By Donna Miles
American Forces Press Service
WASHINGTON, Aug. 31, 2010 – While President Barack Obama travels today to Fort Bliss, Texas, and later gives an Oval Office address marking the end of combat operations in Iraq, Vice President Joe Biden is in Iraq meeting with U.S. and Iraqi leaders about the new U.S. mission there.
While offering reassurance to the Iraqis as Operation New Dawn begins tomorrow that the United States remains a vigilant partner, Biden also is expected to encourage Iraq’s political leaders to move forward in forming the central government considered critical to the country’s long-term success.
Biden arrived in Baghdad yesterday, meeting with Army Gen. Raymond T. Odierno, commander of U.S. Forces Iraq; Army Lt. Gen. Lloyd J. Austin III, who will replace him following tomorrow’s change of command ceremony; and Army Gen. James N. Mattis, commander of U.S. Central Command.
The vice president also met with Ambassador James F. Jeffrey, the former ambassador to Turkey who assumed the top diplomatic post in Iraq earlier this month.
Today, Biden is slated to meet with Iraqi President Jalal Talabani, Vice President Tariq al-Hashimi, Vice President Adil Abd al-Mahdi, Prime Minister Nouri al-Maliki and other political leaders.

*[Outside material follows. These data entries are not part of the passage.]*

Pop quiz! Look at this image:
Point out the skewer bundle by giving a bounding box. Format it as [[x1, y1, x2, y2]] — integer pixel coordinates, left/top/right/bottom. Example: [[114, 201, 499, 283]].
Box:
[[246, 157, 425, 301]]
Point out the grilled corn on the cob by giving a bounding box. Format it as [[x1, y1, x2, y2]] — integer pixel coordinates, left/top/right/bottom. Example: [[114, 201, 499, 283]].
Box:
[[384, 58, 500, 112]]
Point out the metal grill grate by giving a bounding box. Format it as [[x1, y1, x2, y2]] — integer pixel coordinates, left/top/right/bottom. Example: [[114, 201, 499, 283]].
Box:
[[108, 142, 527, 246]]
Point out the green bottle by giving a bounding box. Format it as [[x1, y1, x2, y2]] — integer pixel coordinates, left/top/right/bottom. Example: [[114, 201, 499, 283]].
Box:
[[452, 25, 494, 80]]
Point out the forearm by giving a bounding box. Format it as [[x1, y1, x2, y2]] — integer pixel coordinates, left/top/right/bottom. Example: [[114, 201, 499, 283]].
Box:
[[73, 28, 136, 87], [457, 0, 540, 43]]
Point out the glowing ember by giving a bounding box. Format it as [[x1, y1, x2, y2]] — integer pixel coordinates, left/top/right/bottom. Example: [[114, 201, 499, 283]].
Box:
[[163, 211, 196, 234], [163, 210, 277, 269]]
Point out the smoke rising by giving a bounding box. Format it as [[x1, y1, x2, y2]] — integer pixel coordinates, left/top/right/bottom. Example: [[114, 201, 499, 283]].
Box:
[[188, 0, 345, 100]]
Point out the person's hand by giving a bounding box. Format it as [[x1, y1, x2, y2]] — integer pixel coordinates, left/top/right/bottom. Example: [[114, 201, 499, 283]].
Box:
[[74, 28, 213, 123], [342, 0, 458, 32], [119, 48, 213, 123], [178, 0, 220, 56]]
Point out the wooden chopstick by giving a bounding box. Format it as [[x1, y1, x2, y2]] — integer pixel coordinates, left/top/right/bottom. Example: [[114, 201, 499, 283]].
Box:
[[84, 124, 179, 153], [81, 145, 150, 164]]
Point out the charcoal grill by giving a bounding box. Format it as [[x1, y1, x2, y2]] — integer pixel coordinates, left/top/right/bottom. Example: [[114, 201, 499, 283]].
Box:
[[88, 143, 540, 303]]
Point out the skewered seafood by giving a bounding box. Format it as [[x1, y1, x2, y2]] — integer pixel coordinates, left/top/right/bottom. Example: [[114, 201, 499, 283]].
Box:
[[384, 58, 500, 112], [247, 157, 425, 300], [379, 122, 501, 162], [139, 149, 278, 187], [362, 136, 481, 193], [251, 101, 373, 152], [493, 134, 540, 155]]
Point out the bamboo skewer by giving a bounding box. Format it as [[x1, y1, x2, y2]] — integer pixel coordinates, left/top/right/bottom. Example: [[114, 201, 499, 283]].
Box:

Biden will give them a preview of the speech Obama will deliver tonight from the White House, reinforcing that the United States is “making good on our commitment to end the war in Iraq responsibly and to help build a stable, self-reliant and sovereign Iraq,” Antony Blinken, the vice president’s national security advisor, said during a news conference yesterday at the U.S. embassy in Baghdad.
The vice president also will underscore the United States’ commitment to an ongoing relationship with Iraq, Blinken said.
“We’re not disengaging from Iraq,” he said. “The nature of our engagement is changing with this change in mission from a military lead to a civilian lead.”
With just under 50,000 U.S. troops on the ground in Iraq, the United States is ramping up its engagement on the diplomatic, political, economic and cultural fronts, Blinken said.
“We are determined to build a long-term partnership with the government of Iraq and with the Iraqi people,” he said, emphasizing the need for Iraq to take the steps needed to form its government. “To build a partnership, you need a partner,” he added.
Iraq’s slowness in putting the government in place wasn’t unexpected, Blinken said, particularly in light of the close election results. But he emphasized the risk of “a really dangerous vacuum developing” if the current political stalemate doesn’t end soon.
“We sense some frustration among Iraqis that this process is now taking a considerable amount of time,” Blinken said.
And without an elected government in place, Iraq will have difficulty dealing with the broader political, economic and security issues confronting the country, Blinken said.
“All of these big, outstanding issues require the elected government,” he said.
Blinken emphasized that the United States recognizes that the Iraqis are responsible for the makeup of their government.
“This is up to the Iraqi people,” he said. “It’s not our decision, but we would hope that the government that results will include in its leadership positions parties and coalitions that are interested in building a long-term partnership with the United States.”